Remember though, that there is a difference between getting a college education and going to college. Anecdotal experience shows me that spending four or five years at a school with the time and freedom to explore new ideas and experiences makes someone vastly different in outlook than coblling together a bunch of classes and credits to add up to BA or BS.


Hmm, you're right, there is a difference between getting an education and going to college, but it's not the one you may think...I'll go your "anecdotal evidence" one better, and throw out some empirical observations...

Youth is definitely wasted on the young, and I can confidently say that my college years (18-22) were nowhere near what I could have made out of them. I would estimate that approximately 97% of my schoolmates were in the same boat (pardon the pun), and the remaining 3% were the really annoying folks who were 38 going on 19 and nobody liked them anyway (unfortunately, they've made their first million by the time they actually were 38, but that's another subject). I would also opine (having recently talked with some old platoon mates who went to a four-year university through EEAP or Seaman-to-Admiral) that a 24 or 25 year old finding him or herself back in the wacky undergraduate environment would not be guaranteed any mind-expanding experiences...well, at least not any academic or social ones.

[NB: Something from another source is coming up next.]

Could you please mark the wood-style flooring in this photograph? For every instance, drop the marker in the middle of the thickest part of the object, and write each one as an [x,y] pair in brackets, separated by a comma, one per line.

For me, being back in grad school (in the evenings) during this brief shore duty stop has been a great experience, and I believe I can use it to make some observations about undergrad part-time programs as well. Students in the part-time programs are there because they really want to be there, they have a wealth of experience and diverse backgrounds (as opposed to undergrad full-time, where senior year in high school seems to be terrifyingly similar across the country). The levels of discussion and interaction are far above that of a full-time program of youngsters learning how to be away from home for the first time.

So while a full-time undergrad stint is certainly possible, I agree with prometheuss that often you'll find yourself with a richer academic experience by "cobbling together" those degrees. Of course, time management is the key -- and having completed four pre-requisite courses by correspondence at my last command (usually on transoceanic flights on the way to exercises), I know that it's difficult to balance the academic with the professional sides of your career. But everything is possible, if you want it badly enough.

Best of luck


P.S. God help us if the only way that we can explore new ideas and experiences is to sentence ourselves to four or five years back at school...does that mean that the only true "free thinkers and forward visionaries" are those "professional students" (the 38 year olds who have been working on their PhDs in early Germanic literature for 8 years now)?